- Nickname: Niagara Bible Conference
- Frequency: annual
- Locations: Queen's Royal Hotel, Niagara-on-the-Lake, Ontario (1883- )
- Years active: 1875-1897
- Activity: Bible study
- Leader: James H. Brookes
- Topics: Christian missions; prophecy; premillennialism; dispensationalism;

= Niagara Bible Conference =

Held annually from 1875 to 1897, with the exception of 1884

The Niagara Bible Conference (officially called the "Believers' Meeting for Bible Study") was held annually from 1875 to 1897, with the exception of 1884.

== History ==
The Conference was founded as the Believers' Meeting for Bible Study in 1875 by evangelical pastors in the United States. The driving force behind the meeting was James H. Brookes, a Presbyterian minister from St. Louis. Brookes publicized the meeting through his magazine Truth, and devoted substantial space to summaries of the speeches.
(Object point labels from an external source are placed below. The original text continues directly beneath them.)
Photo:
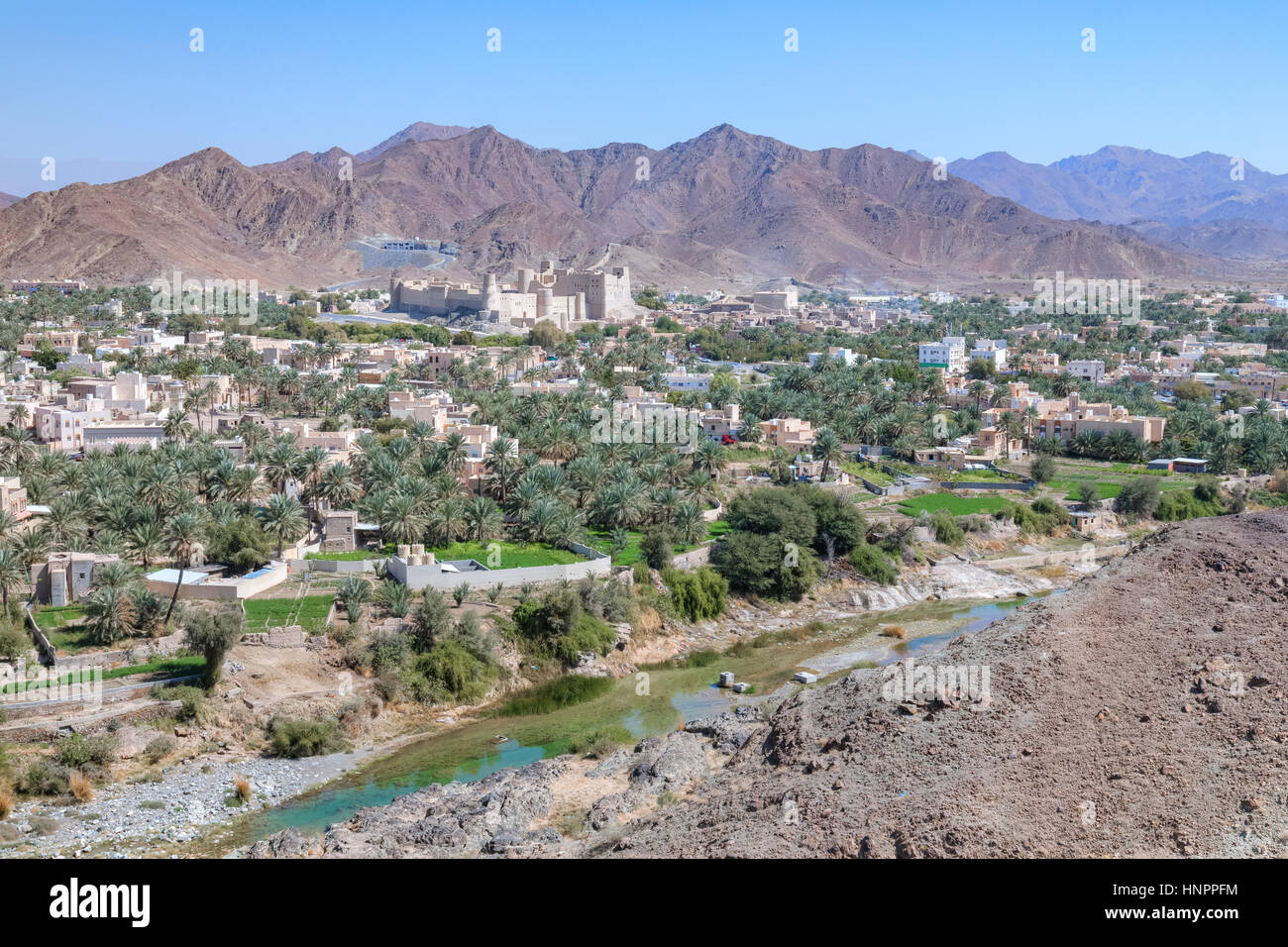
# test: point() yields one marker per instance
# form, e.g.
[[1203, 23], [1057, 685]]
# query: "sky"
[[115, 89]]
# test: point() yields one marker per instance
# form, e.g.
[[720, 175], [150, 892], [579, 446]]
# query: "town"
[[375, 510]]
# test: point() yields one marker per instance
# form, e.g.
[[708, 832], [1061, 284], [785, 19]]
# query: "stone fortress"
[[562, 296]]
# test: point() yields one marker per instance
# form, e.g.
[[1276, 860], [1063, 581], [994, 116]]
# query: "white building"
[[990, 351], [1090, 369], [948, 355]]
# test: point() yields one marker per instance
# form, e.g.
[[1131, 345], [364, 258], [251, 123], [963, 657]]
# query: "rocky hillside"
[[1140, 712], [724, 206]]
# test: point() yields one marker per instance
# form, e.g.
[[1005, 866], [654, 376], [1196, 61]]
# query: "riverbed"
[[651, 702]]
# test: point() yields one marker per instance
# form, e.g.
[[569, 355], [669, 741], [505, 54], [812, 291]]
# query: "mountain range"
[[722, 209], [1211, 202]]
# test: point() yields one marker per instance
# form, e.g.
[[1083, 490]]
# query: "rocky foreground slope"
[[1140, 712]]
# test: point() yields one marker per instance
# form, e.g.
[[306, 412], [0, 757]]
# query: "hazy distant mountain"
[[416, 132], [724, 206], [1192, 198]]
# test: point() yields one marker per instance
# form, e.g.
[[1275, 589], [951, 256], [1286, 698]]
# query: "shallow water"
[[471, 751]]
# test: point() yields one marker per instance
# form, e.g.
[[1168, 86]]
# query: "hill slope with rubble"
[[1138, 712], [1141, 712]]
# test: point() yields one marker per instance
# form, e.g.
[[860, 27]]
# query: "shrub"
[[554, 694], [75, 751], [432, 621], [295, 737], [213, 634], [449, 671], [657, 545], [192, 699], [947, 530], [386, 652], [1042, 470], [697, 594], [159, 749], [1138, 497], [43, 779], [870, 562], [600, 742], [394, 596], [80, 787]]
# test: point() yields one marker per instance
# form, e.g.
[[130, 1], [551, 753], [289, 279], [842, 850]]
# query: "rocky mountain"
[[1190, 201], [416, 132], [724, 206]]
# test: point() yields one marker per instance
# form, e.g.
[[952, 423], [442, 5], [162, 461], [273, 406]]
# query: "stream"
[[673, 696]]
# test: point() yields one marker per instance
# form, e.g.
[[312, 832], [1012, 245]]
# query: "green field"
[[356, 556], [162, 669], [957, 505], [309, 612], [603, 541], [511, 554], [58, 625]]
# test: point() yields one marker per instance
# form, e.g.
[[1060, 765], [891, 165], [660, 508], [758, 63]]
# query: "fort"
[[562, 296]]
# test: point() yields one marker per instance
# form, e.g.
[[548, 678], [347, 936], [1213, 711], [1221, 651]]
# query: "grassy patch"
[[603, 541], [309, 612], [558, 693], [168, 668], [513, 554], [957, 505]]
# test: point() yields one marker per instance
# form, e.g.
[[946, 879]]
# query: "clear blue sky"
[[117, 84]]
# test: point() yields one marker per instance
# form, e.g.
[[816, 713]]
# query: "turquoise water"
[[454, 755]]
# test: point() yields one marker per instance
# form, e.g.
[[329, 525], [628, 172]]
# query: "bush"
[[295, 737], [1042, 470], [554, 694], [657, 545], [558, 626], [870, 562], [159, 749], [697, 594], [213, 634], [449, 671], [43, 779], [14, 641], [947, 530], [75, 751], [80, 787], [600, 742], [430, 621], [192, 699], [1138, 496]]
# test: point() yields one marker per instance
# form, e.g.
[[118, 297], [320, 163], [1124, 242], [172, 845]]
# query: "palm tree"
[[283, 518], [353, 592], [827, 447], [183, 538], [402, 521], [146, 541], [483, 519], [13, 575]]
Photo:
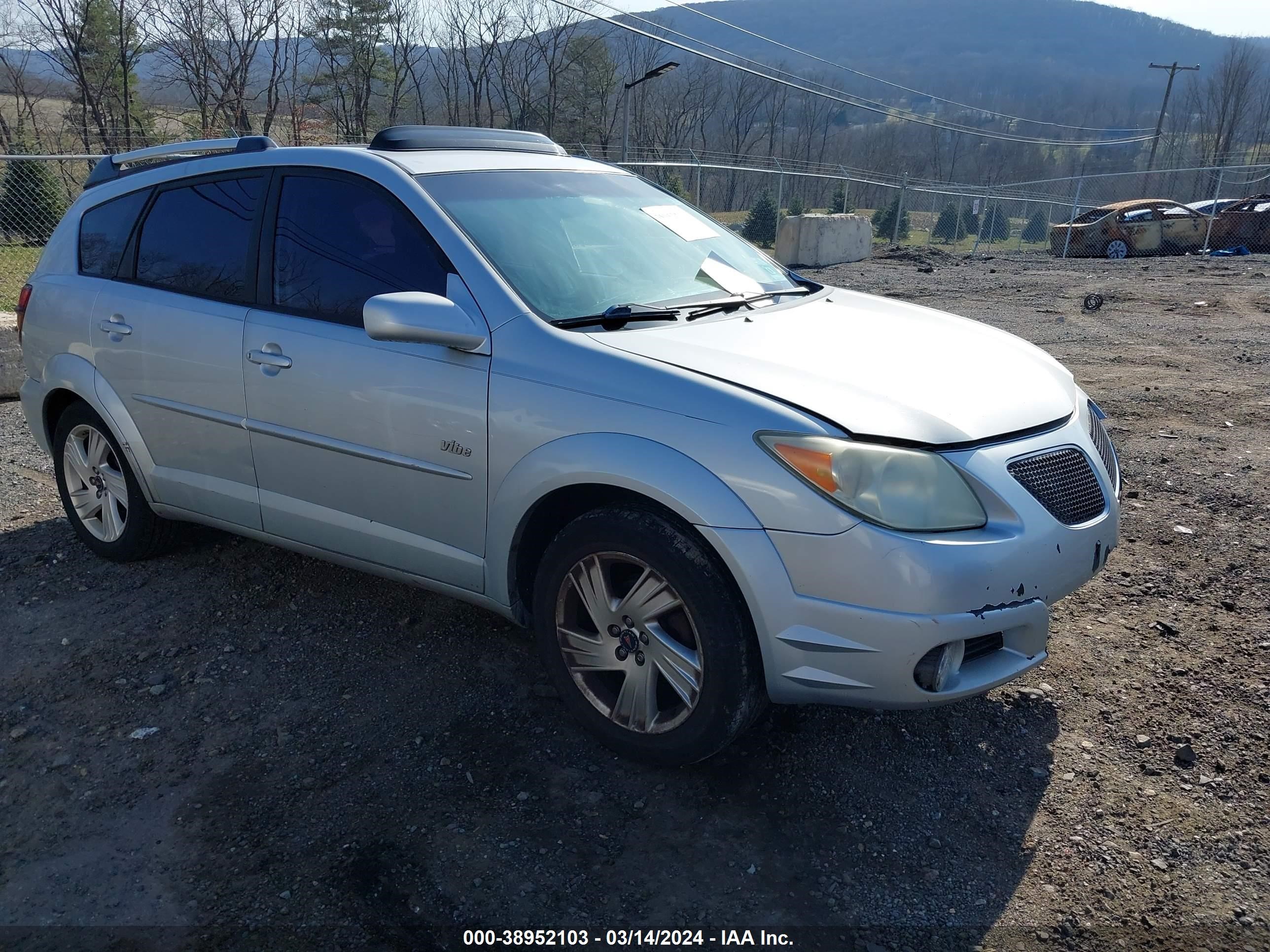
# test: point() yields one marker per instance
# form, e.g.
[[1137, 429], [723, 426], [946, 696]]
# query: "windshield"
[[577, 243]]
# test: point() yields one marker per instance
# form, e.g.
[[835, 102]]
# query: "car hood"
[[873, 366]]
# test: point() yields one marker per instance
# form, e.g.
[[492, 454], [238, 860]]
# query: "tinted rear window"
[[105, 233], [196, 239], [340, 243]]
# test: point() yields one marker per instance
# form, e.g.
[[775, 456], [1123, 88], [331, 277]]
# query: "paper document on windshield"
[[728, 277], [680, 221]]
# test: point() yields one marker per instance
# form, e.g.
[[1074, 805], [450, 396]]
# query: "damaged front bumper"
[[846, 618]]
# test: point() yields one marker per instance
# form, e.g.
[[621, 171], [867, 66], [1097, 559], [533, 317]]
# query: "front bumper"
[[845, 618]]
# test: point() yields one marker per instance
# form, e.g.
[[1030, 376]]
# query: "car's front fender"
[[623, 461]]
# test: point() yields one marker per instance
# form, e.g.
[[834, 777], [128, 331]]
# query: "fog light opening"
[[940, 667]]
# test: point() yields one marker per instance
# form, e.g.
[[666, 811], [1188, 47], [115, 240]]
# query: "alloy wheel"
[[629, 643], [96, 484]]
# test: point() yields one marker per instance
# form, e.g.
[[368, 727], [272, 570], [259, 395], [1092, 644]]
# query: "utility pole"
[[627, 98], [1160, 124]]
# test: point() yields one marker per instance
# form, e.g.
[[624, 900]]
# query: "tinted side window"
[[338, 243], [105, 233], [196, 239]]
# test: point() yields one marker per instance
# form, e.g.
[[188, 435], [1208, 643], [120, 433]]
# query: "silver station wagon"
[[462, 360]]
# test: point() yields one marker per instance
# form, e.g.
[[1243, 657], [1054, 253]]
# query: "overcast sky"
[[1236, 18]]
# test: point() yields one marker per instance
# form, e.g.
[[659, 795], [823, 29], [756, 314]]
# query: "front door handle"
[[116, 325], [270, 356]]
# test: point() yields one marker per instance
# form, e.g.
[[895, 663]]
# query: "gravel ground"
[[345, 762]]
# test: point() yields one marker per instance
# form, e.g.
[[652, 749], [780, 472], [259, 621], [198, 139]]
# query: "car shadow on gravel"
[[358, 762]]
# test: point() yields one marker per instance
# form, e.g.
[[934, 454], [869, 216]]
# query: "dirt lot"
[[345, 762]]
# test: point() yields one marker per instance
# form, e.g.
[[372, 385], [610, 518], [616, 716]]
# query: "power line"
[[773, 69], [891, 112], [879, 79]]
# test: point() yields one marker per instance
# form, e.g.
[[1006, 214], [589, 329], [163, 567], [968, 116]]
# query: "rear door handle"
[[270, 358], [116, 325]]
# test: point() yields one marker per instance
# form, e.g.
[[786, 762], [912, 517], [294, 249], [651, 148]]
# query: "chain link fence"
[[1213, 210]]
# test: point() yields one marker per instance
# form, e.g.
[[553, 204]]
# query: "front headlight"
[[901, 489]]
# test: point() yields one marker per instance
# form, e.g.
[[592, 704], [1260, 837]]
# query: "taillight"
[[23, 300]]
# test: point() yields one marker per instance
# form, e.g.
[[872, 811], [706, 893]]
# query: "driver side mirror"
[[420, 318]]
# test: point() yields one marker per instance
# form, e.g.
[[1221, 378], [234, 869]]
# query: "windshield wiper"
[[620, 315], [732, 304]]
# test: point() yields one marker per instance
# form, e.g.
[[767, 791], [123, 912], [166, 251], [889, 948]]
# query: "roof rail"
[[407, 139], [108, 168]]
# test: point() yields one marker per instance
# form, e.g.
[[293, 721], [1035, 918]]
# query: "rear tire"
[[100, 492], [682, 678]]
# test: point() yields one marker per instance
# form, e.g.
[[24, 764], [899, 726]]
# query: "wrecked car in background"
[[1143, 226], [1247, 223]]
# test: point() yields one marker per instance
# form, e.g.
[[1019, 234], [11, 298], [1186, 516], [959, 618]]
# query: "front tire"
[[645, 638], [100, 492]]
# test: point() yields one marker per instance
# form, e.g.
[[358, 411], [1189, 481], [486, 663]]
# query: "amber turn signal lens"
[[814, 466]]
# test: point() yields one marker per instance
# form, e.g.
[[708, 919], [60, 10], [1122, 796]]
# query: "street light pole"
[[1160, 124], [627, 100]]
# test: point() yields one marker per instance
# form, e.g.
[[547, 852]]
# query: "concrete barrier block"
[[818, 240], [12, 373]]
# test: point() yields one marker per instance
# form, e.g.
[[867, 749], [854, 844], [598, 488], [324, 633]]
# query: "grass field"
[[17, 263], [921, 237]]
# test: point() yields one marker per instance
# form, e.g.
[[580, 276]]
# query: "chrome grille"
[[1103, 443], [1063, 481]]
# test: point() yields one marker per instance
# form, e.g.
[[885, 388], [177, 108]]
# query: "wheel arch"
[[554, 485], [69, 378]]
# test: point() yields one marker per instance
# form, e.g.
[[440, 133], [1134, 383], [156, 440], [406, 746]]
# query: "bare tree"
[[94, 46]]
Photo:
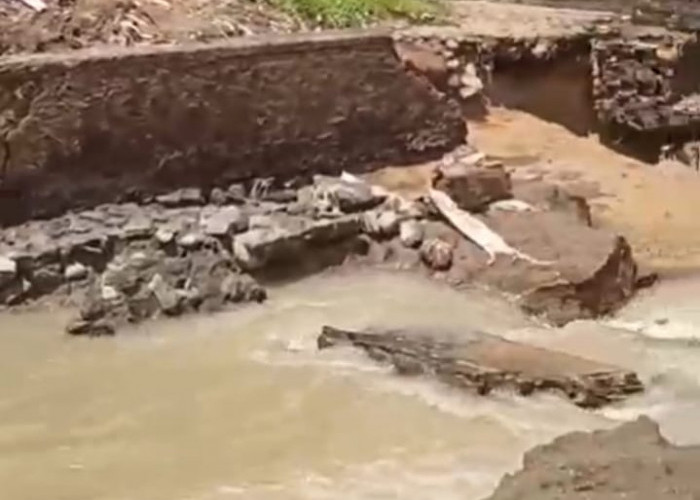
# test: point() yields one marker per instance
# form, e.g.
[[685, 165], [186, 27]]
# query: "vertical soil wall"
[[90, 127]]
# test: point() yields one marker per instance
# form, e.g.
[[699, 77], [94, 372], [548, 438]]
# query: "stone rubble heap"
[[192, 251]]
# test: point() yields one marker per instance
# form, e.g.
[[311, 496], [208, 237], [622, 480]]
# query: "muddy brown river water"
[[240, 405]]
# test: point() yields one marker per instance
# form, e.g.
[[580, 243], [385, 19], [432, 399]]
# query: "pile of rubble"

Most of the speakers were dispensationalists, and the Niagara Conference introduced many evangelical Protestants to dispensationalist teaching. The messages generally centered on the doctrines of Christ, the Holy Spirit, the Bible, missions and prophecy. Premillennialism and dispensationalism were defended and taught.

In 1878, 14 fundamental creeds were established by evangelical pastors. The Niagara Creed does not explicitly affirm dispensationalism, but it refers to several key dispensationalist beliefs, including the reality of the millennium, the restoration of Israel, and the distinction between the judgment of the saved and the damned.

Starting in 1883, it was held in Niagara-on-the-Lake, Ontario at the Queen's Royal Hotel and its pavilion. In 1890, the Niagara Creed was officially adopted.